[Linux-cluster] IP-based tie-breaker on a 2-node cluster?

Thu Apr 17 18:25:26 UTC 2008

Andrew Lacey wrote:

> Very informative post...thanks! The scenario you mentioned with a dead
> switch port (or a single unplugged network cable, or whatever) is
> something I had thought about, and I considered it to be a strike against
> using a crossover cable.

How does that follow? With a switch in the middle your points of failure 
are:
cable, switch, cable

With just a crossover cable (actually, it doesn't have to be crossover - 
99% of NICs made in the past few years auto-detect and auto-negotiate 
whether they need to cross-over or not, so you can just use a 
straight-through cable - but that's getting off topic), you only have a 
single cable as a point of failure. That is certainly better than the 
alternative.

> But, this "monitor_link" sounds like it might be
> exactly what I've been looking for.
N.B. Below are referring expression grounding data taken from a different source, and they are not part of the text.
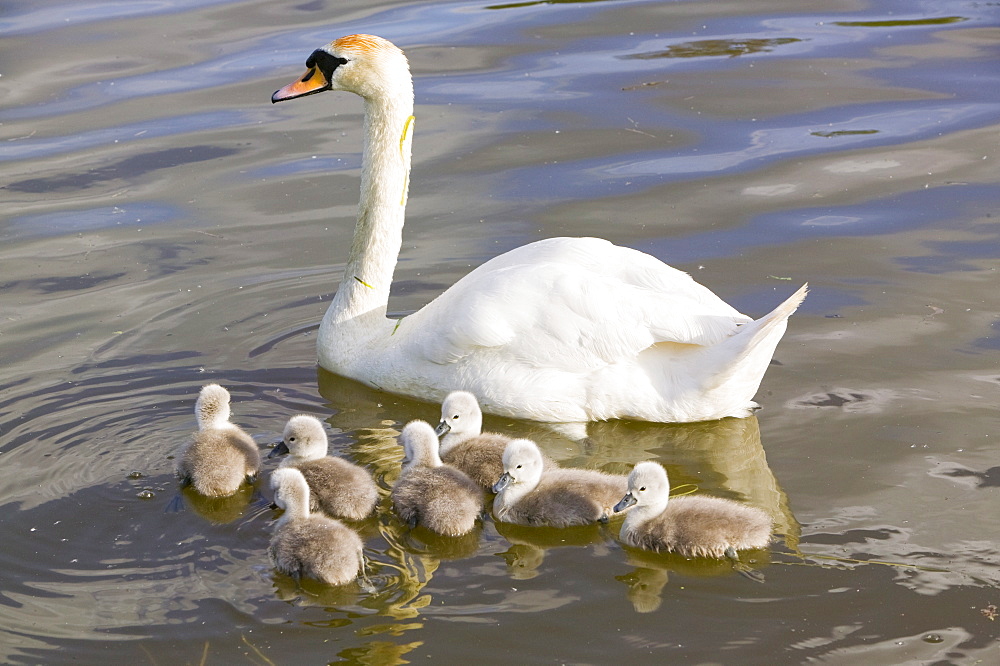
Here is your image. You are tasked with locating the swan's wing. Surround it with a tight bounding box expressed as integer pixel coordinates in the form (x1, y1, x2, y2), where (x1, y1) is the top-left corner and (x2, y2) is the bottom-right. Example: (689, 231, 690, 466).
(410, 238, 750, 369)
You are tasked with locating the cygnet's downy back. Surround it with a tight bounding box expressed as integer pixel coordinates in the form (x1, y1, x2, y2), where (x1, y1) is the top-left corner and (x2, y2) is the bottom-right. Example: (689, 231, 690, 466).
(391, 420, 483, 536)
(176, 384, 261, 497)
(268, 467, 365, 586)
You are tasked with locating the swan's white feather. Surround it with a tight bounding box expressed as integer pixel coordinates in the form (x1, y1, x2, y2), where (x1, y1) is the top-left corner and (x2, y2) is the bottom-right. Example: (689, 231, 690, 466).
(414, 237, 749, 369)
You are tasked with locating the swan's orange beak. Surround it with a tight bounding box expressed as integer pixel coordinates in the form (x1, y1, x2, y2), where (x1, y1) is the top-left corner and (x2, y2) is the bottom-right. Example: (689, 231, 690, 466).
(272, 66, 331, 103)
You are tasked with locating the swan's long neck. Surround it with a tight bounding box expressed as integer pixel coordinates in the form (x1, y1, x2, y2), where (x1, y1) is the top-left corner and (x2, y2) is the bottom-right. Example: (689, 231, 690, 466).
(326, 89, 414, 327)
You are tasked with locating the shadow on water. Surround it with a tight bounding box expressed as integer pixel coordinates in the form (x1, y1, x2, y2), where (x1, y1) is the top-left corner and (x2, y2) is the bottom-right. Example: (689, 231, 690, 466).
(3, 146, 240, 194)
(617, 545, 773, 613)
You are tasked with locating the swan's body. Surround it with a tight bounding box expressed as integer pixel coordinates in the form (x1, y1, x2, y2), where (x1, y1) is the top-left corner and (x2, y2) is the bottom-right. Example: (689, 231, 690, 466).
(391, 420, 484, 536)
(273, 34, 806, 423)
(176, 384, 260, 497)
(435, 391, 557, 489)
(492, 439, 627, 527)
(614, 462, 772, 558)
(268, 468, 365, 585)
(268, 415, 379, 521)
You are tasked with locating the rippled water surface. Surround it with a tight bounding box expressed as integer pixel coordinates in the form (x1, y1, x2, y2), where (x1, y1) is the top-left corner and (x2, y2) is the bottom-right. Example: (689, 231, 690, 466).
(2, 0, 999, 662)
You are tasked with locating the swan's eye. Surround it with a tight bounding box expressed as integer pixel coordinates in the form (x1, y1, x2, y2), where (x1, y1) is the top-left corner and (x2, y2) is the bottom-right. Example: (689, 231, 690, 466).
(306, 50, 349, 79)
(516, 464, 522, 469)
(288, 437, 296, 443)
(639, 486, 646, 492)
(453, 414, 460, 420)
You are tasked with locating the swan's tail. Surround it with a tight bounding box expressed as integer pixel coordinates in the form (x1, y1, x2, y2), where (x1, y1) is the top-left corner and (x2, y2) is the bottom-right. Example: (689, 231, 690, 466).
(701, 283, 808, 415)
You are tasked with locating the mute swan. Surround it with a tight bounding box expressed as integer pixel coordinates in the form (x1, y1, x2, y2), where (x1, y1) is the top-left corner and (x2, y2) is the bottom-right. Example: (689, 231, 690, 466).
(614, 461, 772, 559)
(434, 390, 558, 489)
(492, 439, 627, 527)
(272, 34, 807, 423)
(268, 414, 379, 521)
(269, 467, 365, 585)
(176, 384, 261, 497)
(391, 420, 483, 536)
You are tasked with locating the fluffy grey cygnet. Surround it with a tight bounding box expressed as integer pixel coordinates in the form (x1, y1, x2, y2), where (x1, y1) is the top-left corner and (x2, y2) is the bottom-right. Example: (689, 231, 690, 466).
(268, 467, 365, 586)
(391, 420, 484, 536)
(435, 390, 557, 489)
(492, 439, 627, 528)
(176, 384, 261, 497)
(268, 414, 378, 521)
(614, 461, 772, 559)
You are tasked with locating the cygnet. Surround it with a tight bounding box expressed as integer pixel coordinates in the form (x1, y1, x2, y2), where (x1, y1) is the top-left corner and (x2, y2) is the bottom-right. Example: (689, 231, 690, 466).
(268, 414, 378, 521)
(268, 467, 365, 585)
(176, 384, 261, 497)
(614, 461, 772, 559)
(435, 390, 557, 489)
(492, 439, 627, 527)
(391, 420, 483, 536)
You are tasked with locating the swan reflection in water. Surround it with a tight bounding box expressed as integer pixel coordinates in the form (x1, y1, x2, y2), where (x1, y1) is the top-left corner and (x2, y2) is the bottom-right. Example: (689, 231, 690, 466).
(312, 371, 798, 613)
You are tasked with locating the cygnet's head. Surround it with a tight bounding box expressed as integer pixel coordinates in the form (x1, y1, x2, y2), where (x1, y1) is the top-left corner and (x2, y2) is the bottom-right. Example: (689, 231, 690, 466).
(398, 420, 441, 468)
(195, 384, 232, 430)
(268, 414, 329, 460)
(492, 439, 543, 493)
(615, 462, 670, 514)
(271, 467, 309, 513)
(435, 390, 483, 438)
(272, 34, 411, 104)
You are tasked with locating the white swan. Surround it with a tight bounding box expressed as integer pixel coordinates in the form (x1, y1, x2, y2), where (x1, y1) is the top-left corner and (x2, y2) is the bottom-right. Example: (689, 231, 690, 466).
(272, 34, 807, 423)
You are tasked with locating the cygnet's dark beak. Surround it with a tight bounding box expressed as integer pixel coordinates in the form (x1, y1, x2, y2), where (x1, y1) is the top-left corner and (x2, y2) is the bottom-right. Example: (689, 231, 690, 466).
(267, 441, 290, 459)
(492, 472, 512, 494)
(434, 420, 450, 437)
(613, 493, 637, 513)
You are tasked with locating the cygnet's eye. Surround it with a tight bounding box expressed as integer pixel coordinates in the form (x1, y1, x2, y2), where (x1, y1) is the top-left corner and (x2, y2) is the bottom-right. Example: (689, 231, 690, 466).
(288, 436, 296, 443)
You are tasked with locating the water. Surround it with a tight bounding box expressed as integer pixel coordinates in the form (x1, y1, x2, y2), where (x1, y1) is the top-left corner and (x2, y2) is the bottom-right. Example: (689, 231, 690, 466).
(2, 0, 999, 662)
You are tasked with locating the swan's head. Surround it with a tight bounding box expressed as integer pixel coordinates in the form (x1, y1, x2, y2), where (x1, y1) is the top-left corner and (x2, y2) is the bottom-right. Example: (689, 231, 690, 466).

I'll research that and see what I can
> find.

You don't need that on your cluster interface though. If the NIC or 
cable die, cluster will lose the connection to the other node and fence 
it. If you have something like iLO on multiple interfaces, you can 
specify multiple fencing devices, to ensure that you manage to fence the 
other node, regardless of which interface fails. But the crossover 
interface connecting the nodes is arguably the most reliable part of 
your 2-node cluster because it has the fewest components.

> You asked in your other post how I can tell the difference between a
> network outage that should cause a fence and one that shouldn't. What I
> wanted to do was set it up so that a node that can't reach the switch will
> never try to fence the other node. That way, if the switch is down and
> nobody can reach it, then nobody will fence. If there is a single port
> failure and one node can still reach the switch, then it will fence the
> other node and take over the services.

Is your switch managed? If so, you can use this as a fencing device 
simply have a node disable the other node's port. That way any 
subsequent attempts by the other node, to fence or do anything else, 
will not get anywhere. You may need to write your own fencing agent for 
that, though. I asked for fencing agent API in a post earlier, and there 
appears to be no conclusive documentation for this. I've been meaning to 
implement a fencing agent for exactly this sort of thing (fencing by 
disabling the switch port) on a 3Com switch.

Gordan